I have a confession to make.
The main reason I’m by nature a poet rather than a fiction writer is that I just can’t stand the day-in/day-out slog at one long project. My moods swing too often from self-confidence-bordering-on-foolhardiness to despair-at-ever-amounting-to-anything. On good days, I feel a genius in my words; on bad days, it’s all just so much dust. Undoubtedly I take myself too seriously, but on the other hand, Zen placidity produces little art, and certainly none of any length. So
I devote myself to verse, to blog entries, to Twitter posts, and to writing or editing chapters in instructional materials. I’ve learned that these are the tasks I can wrap my head around and produce some writing.
If I, as a professional writer for twenty-five years, still have to wrestle with motivation in this way, imagine what it must be like for high schoolers and middle schoolers facing imposed assignments. They know that anything they might write has been written a million times before, and almost certainly better.
Granted, they may find some excitement in discovery when writing a research report about a history or science topic (assuming they aren’t intellectually frightened to death by the rigors of documentation style). Chances are that they’re less likely to see the point of writing a literary critique: Most young people are unable to detach themselves from their received cultural values enough to entertain a theme that challenges those values, and many school systems seem to prefer reinforcing local mores anyway, rather than opening them to question. This may explain why so many writing assignments involve relatively empty comparison-contrast essays of this theme or this character versus that. But ultimately, who really cares how Kurtz and Leggatt are alike in their relationships to their respective narrators, while moderately different in their fates? As my mother would say, “What does this have to do with the price of eggs?”

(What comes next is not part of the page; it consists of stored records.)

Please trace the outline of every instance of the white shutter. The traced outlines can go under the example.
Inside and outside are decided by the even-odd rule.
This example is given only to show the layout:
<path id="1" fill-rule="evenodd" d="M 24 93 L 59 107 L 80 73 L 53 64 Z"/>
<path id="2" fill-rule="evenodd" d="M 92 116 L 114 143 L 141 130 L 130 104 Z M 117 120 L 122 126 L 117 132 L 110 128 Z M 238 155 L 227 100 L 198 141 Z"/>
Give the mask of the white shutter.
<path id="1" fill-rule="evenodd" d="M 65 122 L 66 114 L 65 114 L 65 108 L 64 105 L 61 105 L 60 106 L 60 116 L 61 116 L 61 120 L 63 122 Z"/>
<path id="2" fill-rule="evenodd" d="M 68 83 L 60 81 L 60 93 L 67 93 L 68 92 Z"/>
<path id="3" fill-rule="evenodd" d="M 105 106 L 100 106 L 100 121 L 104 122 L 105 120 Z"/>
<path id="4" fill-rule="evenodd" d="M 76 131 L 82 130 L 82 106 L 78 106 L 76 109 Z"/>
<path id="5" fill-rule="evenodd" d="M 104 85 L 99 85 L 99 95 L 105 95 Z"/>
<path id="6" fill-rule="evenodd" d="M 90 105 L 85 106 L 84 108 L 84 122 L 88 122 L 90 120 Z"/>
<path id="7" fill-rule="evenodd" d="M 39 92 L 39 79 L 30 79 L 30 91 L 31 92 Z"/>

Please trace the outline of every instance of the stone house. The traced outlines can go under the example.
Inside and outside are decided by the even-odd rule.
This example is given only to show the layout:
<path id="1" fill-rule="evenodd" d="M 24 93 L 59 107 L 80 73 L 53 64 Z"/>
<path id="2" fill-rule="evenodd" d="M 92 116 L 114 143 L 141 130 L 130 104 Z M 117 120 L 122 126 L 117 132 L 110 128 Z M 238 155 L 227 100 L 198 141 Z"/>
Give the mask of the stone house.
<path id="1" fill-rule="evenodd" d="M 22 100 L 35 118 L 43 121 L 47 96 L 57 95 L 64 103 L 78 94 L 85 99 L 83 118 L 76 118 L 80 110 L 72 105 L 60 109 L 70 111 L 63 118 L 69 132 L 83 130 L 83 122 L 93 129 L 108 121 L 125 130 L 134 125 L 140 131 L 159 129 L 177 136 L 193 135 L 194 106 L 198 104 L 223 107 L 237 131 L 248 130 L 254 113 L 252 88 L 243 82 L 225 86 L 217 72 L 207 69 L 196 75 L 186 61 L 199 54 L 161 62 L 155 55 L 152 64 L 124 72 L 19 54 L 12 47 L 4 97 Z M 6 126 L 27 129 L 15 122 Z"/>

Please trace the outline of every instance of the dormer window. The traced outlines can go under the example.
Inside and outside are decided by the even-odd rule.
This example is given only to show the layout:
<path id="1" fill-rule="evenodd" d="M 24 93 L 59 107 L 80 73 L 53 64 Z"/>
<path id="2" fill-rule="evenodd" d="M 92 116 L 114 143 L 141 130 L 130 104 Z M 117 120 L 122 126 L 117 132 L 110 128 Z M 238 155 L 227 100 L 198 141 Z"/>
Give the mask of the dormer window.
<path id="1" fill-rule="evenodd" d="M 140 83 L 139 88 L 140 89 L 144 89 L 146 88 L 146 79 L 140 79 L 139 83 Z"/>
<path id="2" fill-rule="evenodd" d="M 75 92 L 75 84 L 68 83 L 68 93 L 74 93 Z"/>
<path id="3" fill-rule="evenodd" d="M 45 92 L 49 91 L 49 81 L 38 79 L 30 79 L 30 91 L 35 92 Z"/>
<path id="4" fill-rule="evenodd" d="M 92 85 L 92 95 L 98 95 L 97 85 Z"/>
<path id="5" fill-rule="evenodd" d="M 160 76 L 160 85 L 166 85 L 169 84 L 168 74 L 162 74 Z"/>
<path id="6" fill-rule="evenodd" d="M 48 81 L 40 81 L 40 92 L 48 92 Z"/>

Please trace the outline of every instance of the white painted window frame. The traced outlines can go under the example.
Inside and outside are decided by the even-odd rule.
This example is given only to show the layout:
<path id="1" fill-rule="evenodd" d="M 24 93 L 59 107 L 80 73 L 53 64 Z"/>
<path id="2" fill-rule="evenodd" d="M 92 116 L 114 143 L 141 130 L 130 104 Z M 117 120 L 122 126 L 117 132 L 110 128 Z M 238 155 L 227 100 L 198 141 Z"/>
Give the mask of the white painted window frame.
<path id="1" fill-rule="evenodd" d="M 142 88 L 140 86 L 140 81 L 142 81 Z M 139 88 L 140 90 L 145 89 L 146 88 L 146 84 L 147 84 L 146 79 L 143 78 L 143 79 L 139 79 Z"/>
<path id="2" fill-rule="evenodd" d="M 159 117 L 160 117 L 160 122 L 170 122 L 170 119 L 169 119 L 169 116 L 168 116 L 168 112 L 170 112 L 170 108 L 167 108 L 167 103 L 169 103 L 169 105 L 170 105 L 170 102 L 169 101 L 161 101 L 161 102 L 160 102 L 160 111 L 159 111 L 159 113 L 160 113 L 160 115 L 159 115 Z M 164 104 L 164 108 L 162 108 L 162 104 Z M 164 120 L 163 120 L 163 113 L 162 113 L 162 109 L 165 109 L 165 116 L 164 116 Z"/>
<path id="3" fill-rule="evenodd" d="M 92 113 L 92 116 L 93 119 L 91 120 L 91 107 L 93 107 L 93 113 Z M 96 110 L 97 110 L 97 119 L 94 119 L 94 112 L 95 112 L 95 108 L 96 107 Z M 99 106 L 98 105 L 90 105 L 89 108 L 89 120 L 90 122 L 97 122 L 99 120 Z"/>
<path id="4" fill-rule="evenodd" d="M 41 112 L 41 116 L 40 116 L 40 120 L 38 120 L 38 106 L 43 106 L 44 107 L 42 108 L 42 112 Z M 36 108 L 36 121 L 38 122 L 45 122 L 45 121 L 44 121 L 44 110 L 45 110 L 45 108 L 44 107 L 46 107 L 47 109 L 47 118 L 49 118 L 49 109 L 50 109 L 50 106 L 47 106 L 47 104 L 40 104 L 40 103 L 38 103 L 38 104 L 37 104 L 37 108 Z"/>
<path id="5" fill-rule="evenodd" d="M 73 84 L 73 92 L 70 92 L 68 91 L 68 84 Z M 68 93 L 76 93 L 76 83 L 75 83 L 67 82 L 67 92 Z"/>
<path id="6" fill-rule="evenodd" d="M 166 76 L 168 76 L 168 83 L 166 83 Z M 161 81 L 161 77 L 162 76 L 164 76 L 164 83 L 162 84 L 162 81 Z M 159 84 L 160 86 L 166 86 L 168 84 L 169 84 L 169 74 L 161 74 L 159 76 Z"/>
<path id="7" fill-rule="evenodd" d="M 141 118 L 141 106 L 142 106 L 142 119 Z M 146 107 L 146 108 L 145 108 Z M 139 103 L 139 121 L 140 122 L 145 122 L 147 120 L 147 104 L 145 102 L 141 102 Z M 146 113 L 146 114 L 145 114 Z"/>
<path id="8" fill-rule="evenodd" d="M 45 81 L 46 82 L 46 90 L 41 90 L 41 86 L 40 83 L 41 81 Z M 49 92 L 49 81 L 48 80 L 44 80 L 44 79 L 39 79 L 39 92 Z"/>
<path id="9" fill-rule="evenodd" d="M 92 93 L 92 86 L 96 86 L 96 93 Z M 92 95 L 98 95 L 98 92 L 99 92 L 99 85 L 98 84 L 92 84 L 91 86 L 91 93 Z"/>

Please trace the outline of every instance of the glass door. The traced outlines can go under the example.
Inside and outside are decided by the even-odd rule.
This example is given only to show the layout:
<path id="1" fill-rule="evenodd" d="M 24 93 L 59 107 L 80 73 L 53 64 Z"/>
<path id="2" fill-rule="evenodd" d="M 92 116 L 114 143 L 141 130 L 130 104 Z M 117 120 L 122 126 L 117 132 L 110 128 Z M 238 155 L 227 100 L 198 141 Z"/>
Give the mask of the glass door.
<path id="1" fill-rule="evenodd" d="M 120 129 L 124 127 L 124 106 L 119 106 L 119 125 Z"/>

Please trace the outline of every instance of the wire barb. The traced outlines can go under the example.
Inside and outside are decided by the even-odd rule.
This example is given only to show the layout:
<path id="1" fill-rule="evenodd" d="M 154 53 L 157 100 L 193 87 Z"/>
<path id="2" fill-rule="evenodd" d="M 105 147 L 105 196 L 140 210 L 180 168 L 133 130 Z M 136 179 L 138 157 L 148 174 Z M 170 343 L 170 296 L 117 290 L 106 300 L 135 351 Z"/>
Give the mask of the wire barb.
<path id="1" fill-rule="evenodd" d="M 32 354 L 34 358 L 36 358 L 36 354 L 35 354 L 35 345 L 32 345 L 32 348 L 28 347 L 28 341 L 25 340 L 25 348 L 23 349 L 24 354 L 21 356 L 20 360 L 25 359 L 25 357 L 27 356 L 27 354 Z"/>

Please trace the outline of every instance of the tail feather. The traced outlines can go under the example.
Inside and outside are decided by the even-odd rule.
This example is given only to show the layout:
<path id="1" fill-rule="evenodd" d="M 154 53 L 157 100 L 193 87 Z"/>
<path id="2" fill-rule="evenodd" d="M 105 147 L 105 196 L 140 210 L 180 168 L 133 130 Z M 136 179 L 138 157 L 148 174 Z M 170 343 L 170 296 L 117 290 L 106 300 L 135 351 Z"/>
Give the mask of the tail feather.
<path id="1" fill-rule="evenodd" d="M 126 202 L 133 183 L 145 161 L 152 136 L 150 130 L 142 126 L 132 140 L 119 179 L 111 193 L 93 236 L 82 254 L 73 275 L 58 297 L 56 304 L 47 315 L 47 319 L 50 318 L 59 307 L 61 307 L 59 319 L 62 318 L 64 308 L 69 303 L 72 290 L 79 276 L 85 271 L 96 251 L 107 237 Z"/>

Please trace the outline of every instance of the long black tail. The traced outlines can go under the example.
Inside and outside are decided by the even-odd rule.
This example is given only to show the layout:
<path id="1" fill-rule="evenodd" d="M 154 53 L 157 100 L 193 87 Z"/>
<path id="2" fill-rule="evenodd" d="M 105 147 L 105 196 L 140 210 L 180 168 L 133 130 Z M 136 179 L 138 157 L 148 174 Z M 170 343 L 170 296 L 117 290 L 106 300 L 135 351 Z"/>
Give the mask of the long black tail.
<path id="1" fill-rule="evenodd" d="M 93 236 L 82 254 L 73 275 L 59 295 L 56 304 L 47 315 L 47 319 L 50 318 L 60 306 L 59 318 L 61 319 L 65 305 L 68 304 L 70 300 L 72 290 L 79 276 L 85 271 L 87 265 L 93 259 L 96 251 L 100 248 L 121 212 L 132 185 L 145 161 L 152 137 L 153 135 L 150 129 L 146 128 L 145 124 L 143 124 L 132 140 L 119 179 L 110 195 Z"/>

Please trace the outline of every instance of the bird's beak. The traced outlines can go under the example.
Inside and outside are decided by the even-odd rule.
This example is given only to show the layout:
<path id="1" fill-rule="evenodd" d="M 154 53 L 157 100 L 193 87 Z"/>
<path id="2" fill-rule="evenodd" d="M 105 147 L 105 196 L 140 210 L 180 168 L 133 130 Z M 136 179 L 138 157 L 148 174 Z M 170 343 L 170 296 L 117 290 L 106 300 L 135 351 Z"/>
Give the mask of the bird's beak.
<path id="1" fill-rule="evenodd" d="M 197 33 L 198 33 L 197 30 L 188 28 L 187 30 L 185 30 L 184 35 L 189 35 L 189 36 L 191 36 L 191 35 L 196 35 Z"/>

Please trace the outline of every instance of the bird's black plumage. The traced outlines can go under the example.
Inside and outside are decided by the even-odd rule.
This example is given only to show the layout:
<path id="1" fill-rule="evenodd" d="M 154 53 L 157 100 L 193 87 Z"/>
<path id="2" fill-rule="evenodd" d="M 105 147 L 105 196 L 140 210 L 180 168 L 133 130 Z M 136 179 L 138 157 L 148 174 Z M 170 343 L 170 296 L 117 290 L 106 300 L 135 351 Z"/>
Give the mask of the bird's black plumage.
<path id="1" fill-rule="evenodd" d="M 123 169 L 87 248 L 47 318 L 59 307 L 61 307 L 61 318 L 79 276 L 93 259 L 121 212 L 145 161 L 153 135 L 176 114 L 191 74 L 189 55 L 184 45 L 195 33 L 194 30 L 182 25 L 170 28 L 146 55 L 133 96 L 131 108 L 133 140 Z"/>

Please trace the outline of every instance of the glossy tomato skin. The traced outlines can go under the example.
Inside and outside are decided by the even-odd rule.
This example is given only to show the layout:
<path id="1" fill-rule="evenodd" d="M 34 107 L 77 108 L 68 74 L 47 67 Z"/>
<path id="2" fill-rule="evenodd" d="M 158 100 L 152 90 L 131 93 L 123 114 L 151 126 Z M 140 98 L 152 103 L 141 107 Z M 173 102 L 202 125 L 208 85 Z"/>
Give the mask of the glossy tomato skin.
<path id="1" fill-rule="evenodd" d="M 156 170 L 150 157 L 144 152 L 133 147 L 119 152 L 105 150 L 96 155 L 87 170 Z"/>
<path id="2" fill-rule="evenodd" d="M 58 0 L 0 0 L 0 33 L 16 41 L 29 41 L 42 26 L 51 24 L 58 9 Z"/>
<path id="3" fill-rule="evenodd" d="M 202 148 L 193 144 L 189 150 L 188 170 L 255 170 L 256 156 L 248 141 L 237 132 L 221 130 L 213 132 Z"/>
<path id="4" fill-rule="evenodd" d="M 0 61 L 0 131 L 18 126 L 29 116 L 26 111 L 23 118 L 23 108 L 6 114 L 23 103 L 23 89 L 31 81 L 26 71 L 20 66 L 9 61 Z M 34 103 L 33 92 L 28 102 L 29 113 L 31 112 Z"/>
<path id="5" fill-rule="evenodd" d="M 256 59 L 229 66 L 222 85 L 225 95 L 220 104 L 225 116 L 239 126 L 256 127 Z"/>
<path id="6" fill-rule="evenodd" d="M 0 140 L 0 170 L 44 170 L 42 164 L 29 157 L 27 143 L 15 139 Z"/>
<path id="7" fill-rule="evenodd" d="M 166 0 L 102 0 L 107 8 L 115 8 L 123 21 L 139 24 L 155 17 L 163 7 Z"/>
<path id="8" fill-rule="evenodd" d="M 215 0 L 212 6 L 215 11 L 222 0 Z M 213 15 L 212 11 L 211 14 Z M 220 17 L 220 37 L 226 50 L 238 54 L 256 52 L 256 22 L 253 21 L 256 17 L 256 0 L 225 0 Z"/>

To remain aware of what writing means to students, to know their struggles with it, to make assignments that mean something more than merely practice in a form (and which teach something more than “writing is boring”), we really need to write along with them. Every time a writing assignment is made, the teacher needs to write to that same assignment afresh, modeling each step in the writing process, demonstrating how messy it all can be. This will help ensure that writing assignments remain relevant and practical rather than merely academic. It’s also the best chance for a teacher to demonstrate the joy of writing.